Apnée du sommeil : impact sur le cœur, le foie, le cerveau
Si les risques provoqués par l'apnée du sommeil sont sensiblement les mêmes, l'origine est toute autre. Dans le SAHOS, les muscles de la gorge se détendent pendant le sommeil, ce qui obstrue partiellement ou complètement les voies respiratoires puis interrompt la respiration et le sommeil, généralement entre dix et trente secondes. Cent, c'est le nombre de fois par nuit qu'une personne atteinte peut cesser de respirer. « Cela peut causer des ravages sur le cœur, le foie, mais aussi avoir un impact sur le plan cérébral et cognitif », explique Jean-Louis Pépin, pneumologue et chef du service du département de physiologie, sommeil et exercice du CHU de Grenoble. Avec un milliard de personnes touchées dans le monde, c'est l'une des maladies chroniques les plus fréquentes, « et elle va continuer à croître, étant associée aux épidémies d'obésité et de diabète », poursuit le spécialiste.

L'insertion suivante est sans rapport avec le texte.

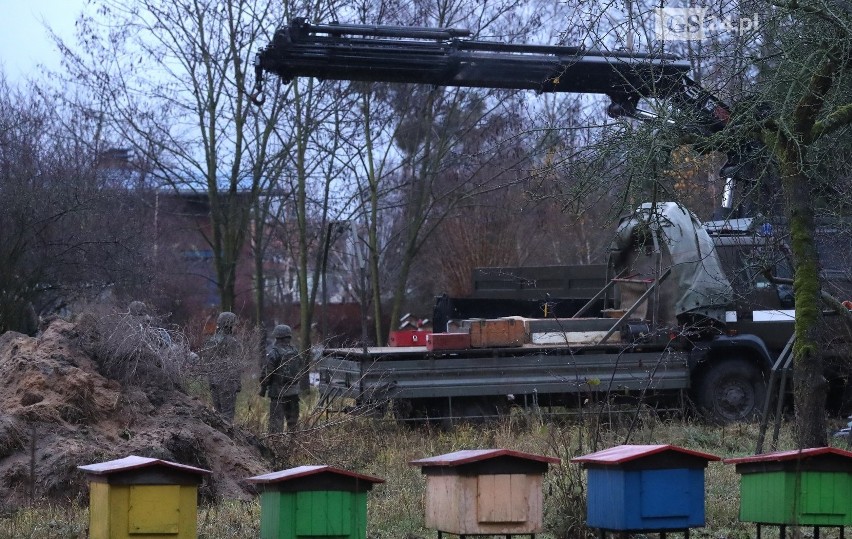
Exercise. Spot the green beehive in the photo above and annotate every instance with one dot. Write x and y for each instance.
(315, 502)
(808, 487)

Portrait-robot caricatural des apnéiques
Pourtant, elle n'est pas non plus épargnée par l'errance médicale ; ainsi, trente millions d'Européens ne seraient pas encore diagnostiqués. En cause, notamment, une idée reçue. Encore ? « De nombreux médecins se fient à un portrait-robot caricatural (homme de 50 à 70 ans, avec un bon petit ventre, souvent obèse...) pour délivrer un diagnostic », déplore le Pr Pépin. Résultat : les personnes de 30 à 40 ans, minces, et les femmes passent à la trappe. D'autre part, le premier symptôme de l'apnée du sommeil, le ronflement, est considéré comme un élément banal... « Mais, associé à la somnolence, il doit alerter les proches et les médecins », insiste le Pr Pépin, recommandant notamment d'être vigilant sur le « contexte local maxillo-facial des patients ». « Rien qu'en regardant votre visage, je peux deviner si vous ronflez ou faites de l'apnée du sommeil », assure-t-il. Le traitement le plus courant est la pression positive continue (PPC), un dispositif de ventilation nasale qui permet aux voies aériennes de rester dégagées la nuit tombée et normalise ainsi la somnolence... Sauf chez 10 % des patients. « C'est beaucoup », regrette Jean-Louis Pépin.
Source d'accidents potentiels
Beaucoup trop dangereux ? Selon une enquête sur la somnolence résiduelle, 16,5 % des personnes concernées doivent la combattre au volant ; 2,7 % confient avoir frôlé l'accident tandis qu'1 % en ont eu un. « Une situation loin d'être anecdotique », s'inquiète le Dr Sapène qui confie avoir « froid dans le dos » en écoutant ce type de témoignages car « nous sommes tous appelés à croiser ces conducteurs potentiels ». L'enjeu : trouver de nouveaux arsenaux thérapeutiques pour éviter le risque de sur-handicap. « L'agence européenne du médicament y travaille...», assure le Pr Pépin.